Speaking of recovery, it’s going well. I’m still working with the lovely and talented Rachel Maynard from Inspiration to Movement and I cannot praise her and her work enough. It turns out that massage therapy is a.) sometimes painful and b.) absolutely no joke. Combined with PT, Rachel has me back in regular shoes (no inserts!), standing straighter, walking properly (ok, we’re working on this one), and even back to work where I’ve been able to stand and move comfortably for (almost the totality of) six to eight hour shifts! My restart date is 15 July and I’m counting down with a great deal of anticipation!
From the time I left the trail for a week off the first time to my restart date will be just a touch over six full weeks. That’s a really long time. But it’s also not. It’s not enough time to get a new job, move out of an apartment you dislike, or make significant changes to your life plan (except to wander around telling everyone you’ve signed on for the CDT in 2018 because it absolutely must be hiked in the near future).

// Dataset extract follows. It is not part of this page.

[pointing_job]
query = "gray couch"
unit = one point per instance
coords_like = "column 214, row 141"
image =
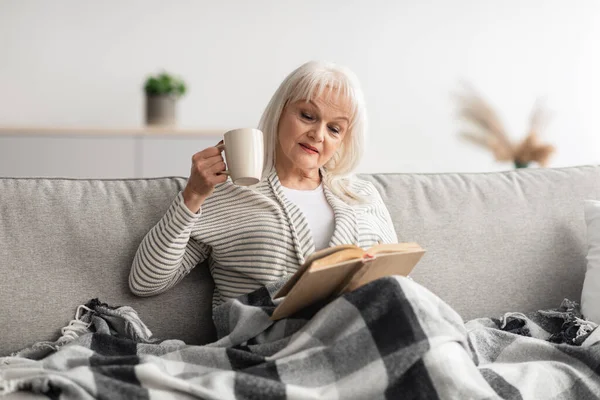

However, it was enough time to tackle some of the things on my “list.”
What’s the list?
When you hike 1,000 miles with someone you get to know them really well. You sleep at the same campsites together, wake up looking (and sometimes feeling) like hell together, you struggle up mountains together (well, I struggle up mountains and sometimes Beast will hang out with me – I’d like to meet the mountain that slows that man down), you eat town food together, experience trail magic together, and drink boxed wine together. At some point in all this togetherness, you talk about pretty much everything. Past relationships, education, jobs, family, family feuds, how curly your hair gets when its humid, how your beard oil (to be clear – Beast’s beard oil) spilled in his pack and made everything smell funny, UTIs, pets, gear . . . am I painting a clear picture here? You talk about everything. Included in this, at least for B and me, was the question, “What do you want to change when you go back?” In answering that question, with both reasonable and unreasonable responses, we created our lists.
So what’s on my list?
The list is a work in progress. Like my hike, it’s not finished. However, I did put some big things and some little things on the list before I had to come off, figured – meh, no time like the present!, and accomplished some of these things during my sojourn chez moi.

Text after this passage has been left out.